C’est à lire — “Douce nuit ; l’incroyable histoire d’une chanson”, avec Gaëlle Tertrais

Après la saga littéraire Orfan et Les Enlumineuses aux éditions Emmanuel, Gaëlle Tertrais signe un retour en tête de gondole chez les libraires avec un album de Noël : « Douce nuit : l’incroyable histoire d’une chanson », publié chez Première Partie.
En plus d’écrire, l’autrice est elle-même éditrice indépendante et anime des ateliers d’écriture. Difficile, donc, de comprendre comment elle en est venue à vouloir proposer ce contenu-là, plutôt éloigné de ce à quoi elle a habitué ses lecteurs.
C’est Première Partie qui m’a proposé cette collaboration et qui a eu l’idée de retracer l’histoire de cette chanson, Douce Nuit. J’ai trouvé que le thème était très intéressant et que ça changeait aussi un petit peu de l’histoire de Noël, de la nativité, qui est beaucoup racontée. Il y a déjà beaucoup d’albums là-dessus. J’ai trouvé que raconter l’histoire de cette chanson, que l’on chante toujours à Noël, c’était vraiment entrer dans la tradition de Noël.
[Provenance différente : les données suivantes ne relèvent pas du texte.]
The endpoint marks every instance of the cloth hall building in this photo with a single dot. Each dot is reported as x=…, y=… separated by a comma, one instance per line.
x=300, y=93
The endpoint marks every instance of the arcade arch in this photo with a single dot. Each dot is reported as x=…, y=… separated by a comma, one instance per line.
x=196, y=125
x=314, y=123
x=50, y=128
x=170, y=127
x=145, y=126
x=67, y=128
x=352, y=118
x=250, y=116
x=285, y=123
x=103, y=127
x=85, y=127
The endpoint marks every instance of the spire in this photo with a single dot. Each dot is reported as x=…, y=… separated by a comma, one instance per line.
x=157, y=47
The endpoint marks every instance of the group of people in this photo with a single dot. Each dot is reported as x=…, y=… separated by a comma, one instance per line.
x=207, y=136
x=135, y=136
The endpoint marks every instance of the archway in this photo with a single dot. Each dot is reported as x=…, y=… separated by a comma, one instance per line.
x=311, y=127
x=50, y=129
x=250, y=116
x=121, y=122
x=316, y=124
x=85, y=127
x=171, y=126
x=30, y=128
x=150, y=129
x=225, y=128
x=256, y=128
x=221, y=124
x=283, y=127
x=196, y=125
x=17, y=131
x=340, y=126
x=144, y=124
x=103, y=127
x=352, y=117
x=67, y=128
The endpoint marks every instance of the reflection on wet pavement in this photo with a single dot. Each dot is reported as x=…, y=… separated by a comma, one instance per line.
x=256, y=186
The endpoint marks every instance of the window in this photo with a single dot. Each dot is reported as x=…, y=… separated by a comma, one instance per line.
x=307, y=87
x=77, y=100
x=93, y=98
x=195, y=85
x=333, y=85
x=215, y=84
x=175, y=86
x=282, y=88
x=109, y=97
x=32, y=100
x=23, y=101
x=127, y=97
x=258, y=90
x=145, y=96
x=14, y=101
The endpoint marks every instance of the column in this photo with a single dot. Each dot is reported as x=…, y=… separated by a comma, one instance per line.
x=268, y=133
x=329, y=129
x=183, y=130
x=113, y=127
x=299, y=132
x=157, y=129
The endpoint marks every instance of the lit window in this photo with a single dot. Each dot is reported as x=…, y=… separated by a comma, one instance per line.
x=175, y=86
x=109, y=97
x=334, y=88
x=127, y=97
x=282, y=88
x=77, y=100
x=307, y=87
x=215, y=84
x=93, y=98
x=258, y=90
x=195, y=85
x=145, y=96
« Douce Nuit » est l’un des plus célèbres classiques de Noël, et appartient même depuis mars 2011 au patrimoine culturel immatériel de l’humanité reconnu par l’UNESCO !
C’est une chanson qui a été traduite dans le monde entier, dans plus de 300 langues, et même dans de petits dialectes. C’est vraiment une chanson qui unit les gens. Dans cet épisode que je raconte dans le livre, de la trêve de Noël pendant la Première Guerre mondiale, en 1914, les soldats anglais et allemands sont sortis des tranchées pour chanter Douce Nuit ensemble le soir de Noël. Aujourd’hui encore, c’est un chant qui est chanté du côté des Israéliens, du côté des Palestiniens. C’est vraiment un chant qui unit les gens et qui apporte la paix.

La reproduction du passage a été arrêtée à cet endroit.